Yousif A.: Abschiebung möglich – Frist verpennt
Wie das rechte AfD-Umfeld mit Fake News mobilisiert
CHEMNITZ - Eine Stadt im Krisenmodus. Immerhin zeigte die Bundesregierung gestern Flagge in Chemnitz: Sie entsandte Familienministerin Franziska Giffey (SPD). Sie legte am Tatort Blumen nieder. Inzwischen ist klar: Der mutmaßliche Messerstecher Yousif A. hätte 2016 abgeschoben werden können, bestätigte das Verwaltungsgericht Chemnitz.

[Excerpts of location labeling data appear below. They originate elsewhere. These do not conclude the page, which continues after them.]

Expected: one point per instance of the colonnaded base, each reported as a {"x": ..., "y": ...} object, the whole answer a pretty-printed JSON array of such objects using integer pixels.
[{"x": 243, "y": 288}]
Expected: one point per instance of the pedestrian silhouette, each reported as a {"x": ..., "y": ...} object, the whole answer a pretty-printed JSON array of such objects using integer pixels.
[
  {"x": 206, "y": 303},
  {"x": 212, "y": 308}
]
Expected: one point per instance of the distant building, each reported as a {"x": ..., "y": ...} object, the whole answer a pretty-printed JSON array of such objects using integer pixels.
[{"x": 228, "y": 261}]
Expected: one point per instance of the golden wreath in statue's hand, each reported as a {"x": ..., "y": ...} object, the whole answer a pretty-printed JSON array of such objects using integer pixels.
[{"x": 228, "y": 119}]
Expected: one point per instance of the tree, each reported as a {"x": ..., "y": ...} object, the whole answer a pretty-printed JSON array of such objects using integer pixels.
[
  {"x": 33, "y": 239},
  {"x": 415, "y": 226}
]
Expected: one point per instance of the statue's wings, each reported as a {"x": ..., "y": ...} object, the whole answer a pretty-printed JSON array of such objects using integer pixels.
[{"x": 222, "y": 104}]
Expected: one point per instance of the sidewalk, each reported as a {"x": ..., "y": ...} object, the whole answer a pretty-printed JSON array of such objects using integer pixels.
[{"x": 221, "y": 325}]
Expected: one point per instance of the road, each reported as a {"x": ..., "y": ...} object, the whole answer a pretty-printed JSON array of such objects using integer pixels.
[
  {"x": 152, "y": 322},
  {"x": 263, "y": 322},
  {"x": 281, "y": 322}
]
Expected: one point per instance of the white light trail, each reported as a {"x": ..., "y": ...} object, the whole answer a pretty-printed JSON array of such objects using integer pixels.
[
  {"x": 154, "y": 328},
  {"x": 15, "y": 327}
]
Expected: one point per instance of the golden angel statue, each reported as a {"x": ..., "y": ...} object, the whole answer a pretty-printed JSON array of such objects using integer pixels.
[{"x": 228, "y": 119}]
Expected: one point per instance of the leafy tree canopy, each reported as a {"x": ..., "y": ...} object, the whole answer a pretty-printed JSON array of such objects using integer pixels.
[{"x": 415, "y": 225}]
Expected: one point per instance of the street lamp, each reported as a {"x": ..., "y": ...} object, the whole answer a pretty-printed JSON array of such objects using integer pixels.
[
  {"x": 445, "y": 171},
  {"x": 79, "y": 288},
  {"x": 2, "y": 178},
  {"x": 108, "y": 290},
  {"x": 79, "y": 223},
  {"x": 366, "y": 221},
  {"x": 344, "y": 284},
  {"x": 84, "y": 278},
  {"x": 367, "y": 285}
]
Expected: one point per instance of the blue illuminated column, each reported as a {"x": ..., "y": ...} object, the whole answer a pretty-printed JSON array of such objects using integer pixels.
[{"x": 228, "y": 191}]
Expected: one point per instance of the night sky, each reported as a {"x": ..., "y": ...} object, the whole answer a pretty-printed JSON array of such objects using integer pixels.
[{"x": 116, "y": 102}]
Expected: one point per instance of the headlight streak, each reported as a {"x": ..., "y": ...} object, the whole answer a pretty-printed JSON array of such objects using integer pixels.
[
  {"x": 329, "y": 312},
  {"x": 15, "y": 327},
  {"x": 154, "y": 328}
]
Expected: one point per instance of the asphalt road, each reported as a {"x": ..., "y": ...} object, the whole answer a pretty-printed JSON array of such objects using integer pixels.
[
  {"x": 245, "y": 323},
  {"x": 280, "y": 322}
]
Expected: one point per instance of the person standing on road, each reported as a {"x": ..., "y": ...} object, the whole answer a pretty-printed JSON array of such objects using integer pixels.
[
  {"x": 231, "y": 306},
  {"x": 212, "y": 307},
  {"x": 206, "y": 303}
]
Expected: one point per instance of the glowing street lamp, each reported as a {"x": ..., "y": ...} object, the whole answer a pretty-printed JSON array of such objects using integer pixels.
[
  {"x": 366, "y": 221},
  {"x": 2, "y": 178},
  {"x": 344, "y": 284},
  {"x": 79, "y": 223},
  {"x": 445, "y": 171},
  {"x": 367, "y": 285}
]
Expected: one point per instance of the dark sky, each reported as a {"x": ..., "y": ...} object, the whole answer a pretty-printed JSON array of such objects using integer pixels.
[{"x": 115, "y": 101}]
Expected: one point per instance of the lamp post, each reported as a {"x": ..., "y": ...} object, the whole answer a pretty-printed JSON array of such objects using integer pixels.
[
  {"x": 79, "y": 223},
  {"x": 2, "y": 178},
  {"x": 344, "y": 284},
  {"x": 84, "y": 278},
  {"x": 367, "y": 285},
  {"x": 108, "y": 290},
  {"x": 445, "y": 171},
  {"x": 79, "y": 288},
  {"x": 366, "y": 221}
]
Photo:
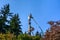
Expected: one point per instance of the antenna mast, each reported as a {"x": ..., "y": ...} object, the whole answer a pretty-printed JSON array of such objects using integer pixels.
[{"x": 29, "y": 24}]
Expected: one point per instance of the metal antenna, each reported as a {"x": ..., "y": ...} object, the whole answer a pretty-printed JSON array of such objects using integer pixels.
[{"x": 29, "y": 24}]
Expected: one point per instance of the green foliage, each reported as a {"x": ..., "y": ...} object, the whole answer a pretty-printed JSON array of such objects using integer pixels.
[{"x": 11, "y": 29}]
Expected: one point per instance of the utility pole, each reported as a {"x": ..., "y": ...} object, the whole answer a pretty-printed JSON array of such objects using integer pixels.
[{"x": 29, "y": 24}]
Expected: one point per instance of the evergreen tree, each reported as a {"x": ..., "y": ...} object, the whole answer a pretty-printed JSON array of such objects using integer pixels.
[
  {"x": 4, "y": 13},
  {"x": 15, "y": 25}
]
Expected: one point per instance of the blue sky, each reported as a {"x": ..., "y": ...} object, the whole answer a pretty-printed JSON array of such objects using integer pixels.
[{"x": 42, "y": 10}]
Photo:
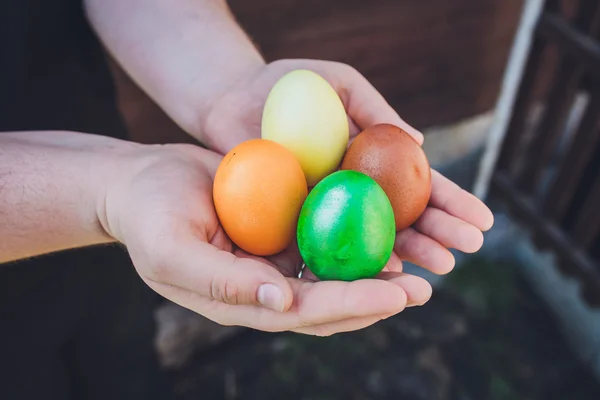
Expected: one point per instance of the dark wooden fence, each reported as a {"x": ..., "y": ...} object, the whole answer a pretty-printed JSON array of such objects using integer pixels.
[{"x": 548, "y": 170}]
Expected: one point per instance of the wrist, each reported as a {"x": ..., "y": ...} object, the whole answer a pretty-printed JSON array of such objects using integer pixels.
[{"x": 111, "y": 169}]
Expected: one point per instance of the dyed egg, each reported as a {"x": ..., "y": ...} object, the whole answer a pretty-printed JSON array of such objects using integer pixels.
[
  {"x": 258, "y": 191},
  {"x": 346, "y": 227},
  {"x": 305, "y": 114},
  {"x": 396, "y": 161}
]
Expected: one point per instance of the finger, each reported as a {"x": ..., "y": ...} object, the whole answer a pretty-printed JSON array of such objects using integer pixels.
[
  {"x": 418, "y": 290},
  {"x": 451, "y": 198},
  {"x": 449, "y": 231},
  {"x": 421, "y": 250},
  {"x": 314, "y": 303},
  {"x": 366, "y": 105},
  {"x": 394, "y": 264},
  {"x": 202, "y": 268},
  {"x": 348, "y": 325}
]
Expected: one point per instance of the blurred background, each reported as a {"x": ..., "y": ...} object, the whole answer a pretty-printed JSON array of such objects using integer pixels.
[{"x": 506, "y": 93}]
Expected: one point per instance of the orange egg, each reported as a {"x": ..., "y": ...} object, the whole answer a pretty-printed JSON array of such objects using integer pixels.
[
  {"x": 395, "y": 160},
  {"x": 258, "y": 191}
]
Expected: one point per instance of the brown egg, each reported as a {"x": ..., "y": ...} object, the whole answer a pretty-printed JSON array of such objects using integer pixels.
[{"x": 396, "y": 161}]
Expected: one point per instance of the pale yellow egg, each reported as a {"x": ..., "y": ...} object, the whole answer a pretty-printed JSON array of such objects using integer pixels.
[{"x": 305, "y": 114}]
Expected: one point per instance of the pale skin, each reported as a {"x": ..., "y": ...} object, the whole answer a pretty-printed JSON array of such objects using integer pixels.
[{"x": 61, "y": 190}]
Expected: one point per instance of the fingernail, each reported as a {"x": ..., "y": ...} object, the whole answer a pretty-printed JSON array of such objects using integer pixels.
[{"x": 270, "y": 296}]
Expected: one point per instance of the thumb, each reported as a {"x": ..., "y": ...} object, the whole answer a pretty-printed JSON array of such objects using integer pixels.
[{"x": 201, "y": 268}]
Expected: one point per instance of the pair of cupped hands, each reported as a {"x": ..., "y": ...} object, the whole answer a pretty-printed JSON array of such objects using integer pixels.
[{"x": 159, "y": 204}]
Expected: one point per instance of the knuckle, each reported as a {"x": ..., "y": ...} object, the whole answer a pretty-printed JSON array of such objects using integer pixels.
[
  {"x": 159, "y": 270},
  {"x": 322, "y": 331},
  {"x": 224, "y": 291}
]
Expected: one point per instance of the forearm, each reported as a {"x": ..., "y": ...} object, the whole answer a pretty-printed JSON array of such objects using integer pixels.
[
  {"x": 183, "y": 53},
  {"x": 51, "y": 188}
]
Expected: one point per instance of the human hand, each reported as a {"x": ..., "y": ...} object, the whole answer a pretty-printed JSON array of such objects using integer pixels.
[
  {"x": 159, "y": 204},
  {"x": 454, "y": 217}
]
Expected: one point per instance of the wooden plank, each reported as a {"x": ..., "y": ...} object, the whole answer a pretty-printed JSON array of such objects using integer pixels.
[
  {"x": 578, "y": 261},
  {"x": 522, "y": 107},
  {"x": 562, "y": 94},
  {"x": 435, "y": 62},
  {"x": 551, "y": 127},
  {"x": 575, "y": 162},
  {"x": 587, "y": 223},
  {"x": 575, "y": 44}
]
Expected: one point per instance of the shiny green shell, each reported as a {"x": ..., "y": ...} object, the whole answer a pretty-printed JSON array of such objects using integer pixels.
[{"x": 346, "y": 227}]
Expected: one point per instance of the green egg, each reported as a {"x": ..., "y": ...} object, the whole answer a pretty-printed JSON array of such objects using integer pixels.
[{"x": 346, "y": 227}]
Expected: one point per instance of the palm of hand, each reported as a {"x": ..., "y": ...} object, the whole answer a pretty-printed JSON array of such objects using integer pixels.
[
  {"x": 454, "y": 218},
  {"x": 181, "y": 251}
]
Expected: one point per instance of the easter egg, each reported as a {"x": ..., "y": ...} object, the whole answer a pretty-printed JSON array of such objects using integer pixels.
[
  {"x": 258, "y": 190},
  {"x": 346, "y": 227},
  {"x": 305, "y": 114},
  {"x": 396, "y": 161}
]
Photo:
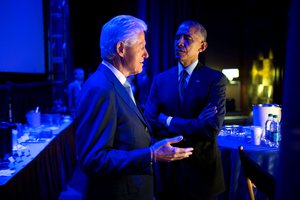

Weil Yousif A. bereits ein Asylverfahren in Bulgarien hinter sich habe, hätte man ihn dorthin abschieben können, so das Gericht. Doch dann versäumten die Behörden eine sechsmonatige Überstellungsfrist, obwohl Bulgarien die Rücknahme zugesagt haben soll.
Unterdessen läuft im Internet weiter die Mobilisierung für den Schweigemarsch, zu dem drei AfD-Landesverbände für Sonnabend aufgerufen haben. AfD-Chef Gauland versuchte zu beschwichtigen: „Ausrasten ist nach einer solchen Tat legitim. Was natürlich nicht legitim ist, (...) dass Menschen gejagt werden, und es ist nicht legitim, dass der Hitlergruß gezeigt wird.“Tatsächlich wird seit Tagen aus dem rechten Umfeld der AfD mit Fake News mobilisiert:
Zum Tathergang kursieren vermeintliche Details: So sei der 35-Jährige mal mit 25, mal mit 35 Stichen „abgeschlachtet“worden, als er eine deutsche Frau verteidigen wollte. Wahr ist: Es gibt keinen Obduktionsbericht. Es gab keinen sexuellen Hintergrund, sagt die Polizei.
„Bis das Blut spritzt“, hieß es auf dem Plakat, das ein Glatzkopf bei der Demo hochhielt. Abgebildet darauf waren die Gesichter misshandelter Frauen. Die Recherche der „Tagesschau“-Redaktion ergab: Es waren keineswegs Opfer von Migranten. Die Fotos stammen aus England und Irland. In einem Fall war es eine geschminkte Schauspielerin.
Weitere Fake News: Der Täter habe vorab gedroht, jemanden zu töten. Es gab angeblich in Chemnitz bereits 54 Vergewaltigungen durch Migranten (die Statistik für 2018 erscheint erst 2019). Kanzlerin Merkel entsende die Bundespolizei, um die Demonstrationen „niederzuschlagen“. Baden-Württembergs Innenminister Thomas Strobl (CDU) sieht bei der AfD rechtsextreme Tendenzen. „Diese Partei entwickelt sich in Richtung Rechtsextremismus“, sagte er. „Die Beteiligung der AfD an den Vorgängen in Chemnitz schafft neue Fakten.“Die SPD fordert, die AfD vom Verfassungsschutz beobachten zu lassen.